The 1972 Indo-Bangladeshi Treaty of Cooperation is signed between the two nations, declaring peace and economic, social, cultural and mutual security for 25 years
The signing of the treaty, photographed; Source: Public Domain

The signing of the treaty, photographed; Source: Public Domain

It was, perhaps, a time for celebration. Nearly four months had passed since the Indian Army had marched into Eastern Pakistan, liberating it along with the Mukti Bahini to form the independent Bangladeshi republic. It was time now to settle the scores, once the disarmament of the Pakistani army and the deal with them was finalised.

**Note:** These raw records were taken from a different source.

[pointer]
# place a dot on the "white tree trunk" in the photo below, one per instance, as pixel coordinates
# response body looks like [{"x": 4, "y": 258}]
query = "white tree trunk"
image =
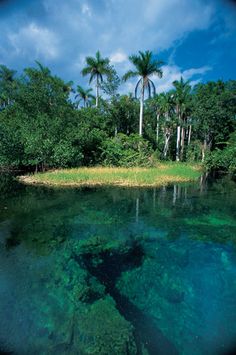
[
  {"x": 189, "y": 134},
  {"x": 141, "y": 110},
  {"x": 182, "y": 142},
  {"x": 157, "y": 128},
  {"x": 177, "y": 143},
  {"x": 166, "y": 146},
  {"x": 204, "y": 147},
  {"x": 97, "y": 91}
]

India and Bangladesh, under the leadership of Mujibur Rahman, would seek to forge closer ties with each other. It is perhaps in this spirit that they signed the Indo - Bangladesh Treaty of Friendship on the 19th of March, 1972, which led to, among other things, an overall betterment of ties between the two, albeit not for the entire 25 years the treaty was supposed to make the two nations cooperate.

The deals were simple as both nations sought cooperation in the scientific, agricultural, water, security and declared lasting peace and friendship between the two nations. It was perhaps a unique moment where both nations would see eye to eye, as the treaty would have its own share of troubles. Yet with the initial hope that everything would sort out - both sides would enter into deals of developing the river basin - the Ganga-Brahmaputra one, and other areas together, cultural ties were strengthened, and non-aggression against each other was declared. Both sides also resolved to not make any understanding with other nations against each other’s interests.

A clause also stated that the treaty would be renewed after 25 years, but in 1997, both sides did not do so.

Disputes over water sharing at Farakka, Indian trade going into Bangladesh, terror launchpad accusations on both sides of the border - all of these would eventually derail the treaty, especially with the opening of ties with Pakistan from the Bangladeshi end. This was perhaps one lost opportunity for sorting out disputes in an area, and while agreements have come up in recent times to remedy it, nothing replaces an alliance like the old.